Program ini bukan hanya sesi pelatihan, tetapi juga terlibat sosialisasi langsung dan penyerahan kemasan MOCAF ke Kepala Desa Belo, Tn. Wahyu Asharie. Dalam pidatonya, kepala desa menyatakan harapan bahwa inisiatif ini akan memotivasi penduduk desa untuk secara kreatif dan berkelanjutan mengembangkan potensi lokalterutama dalam memperkuat ekonomi desa.
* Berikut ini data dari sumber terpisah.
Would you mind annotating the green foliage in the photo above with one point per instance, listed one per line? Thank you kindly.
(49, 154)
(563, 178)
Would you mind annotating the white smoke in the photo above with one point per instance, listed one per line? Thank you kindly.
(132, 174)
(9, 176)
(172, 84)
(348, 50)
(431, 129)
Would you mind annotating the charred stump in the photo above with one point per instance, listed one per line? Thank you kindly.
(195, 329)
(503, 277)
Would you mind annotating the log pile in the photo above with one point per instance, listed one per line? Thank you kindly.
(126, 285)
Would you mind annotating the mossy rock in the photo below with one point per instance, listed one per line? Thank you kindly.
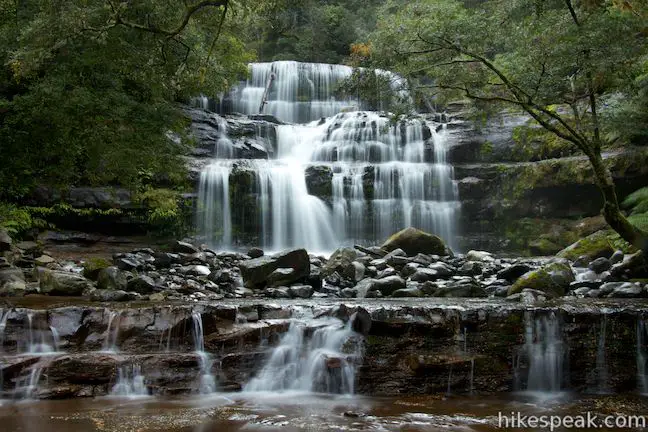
(593, 246)
(553, 279)
(414, 241)
(93, 266)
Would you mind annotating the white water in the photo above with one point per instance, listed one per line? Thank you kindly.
(325, 362)
(642, 357)
(112, 332)
(385, 177)
(545, 352)
(130, 382)
(206, 380)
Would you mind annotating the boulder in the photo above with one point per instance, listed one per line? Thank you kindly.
(5, 240)
(142, 284)
(553, 279)
(339, 261)
(414, 241)
(593, 246)
(61, 283)
(255, 272)
(111, 278)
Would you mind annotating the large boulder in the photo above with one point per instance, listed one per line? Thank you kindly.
(255, 272)
(111, 278)
(61, 283)
(593, 246)
(339, 261)
(414, 241)
(553, 279)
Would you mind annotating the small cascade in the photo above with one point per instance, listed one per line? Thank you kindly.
(40, 341)
(112, 332)
(642, 357)
(130, 382)
(544, 351)
(325, 362)
(206, 380)
(601, 371)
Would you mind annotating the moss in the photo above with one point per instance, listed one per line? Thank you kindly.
(93, 266)
(593, 246)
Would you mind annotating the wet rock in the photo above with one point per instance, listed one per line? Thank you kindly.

SMAN 2 LUWU TIMUR
Area Fokus Utama Program
- Kemasan Inovatif: Desain modern dan menarik meningkatkan marketabilitas produk.
- Pemberdayaan MSME: Membantu pengusaha lokal dalam memahami pentingnya branding dan pemasaran produk.
- Kolaborasi Akademik-Komunitas: Memberikan pengetahuan teknis dan dukungan lapangan oleh siswa KKN.
Dampak yang diharapkan
- Peningkatan pendapatan untuk petani singkong lokal dan produsen MOCAF.
- Pengembangan Kewirausahaan melalui pengemasan dan pelatihan pemasaran digital.
- Model yang dapat ditiru Untuk desa lain di Sulawesi Selatan dengan potensi pertanian yang serupa.
Langkah selanjutnya
Siswa KKN berencana untuk memperluas program ke desa -desa tetangga, menggabungkan Pelatihan Pemasaran Online dan pengaturan baku mutu untuk produk MOCAF. Dalam jangka menengah, diharapkan produk dapat menembus pasar regional dan nasional.
“Melalui program ini, diharapkan bahwa orang -orang di desa Belo akan lebih didorong untuk secara kreatif dan berkelanjutan mengembangkan potensi lokal,” tambah Cerita rakyat.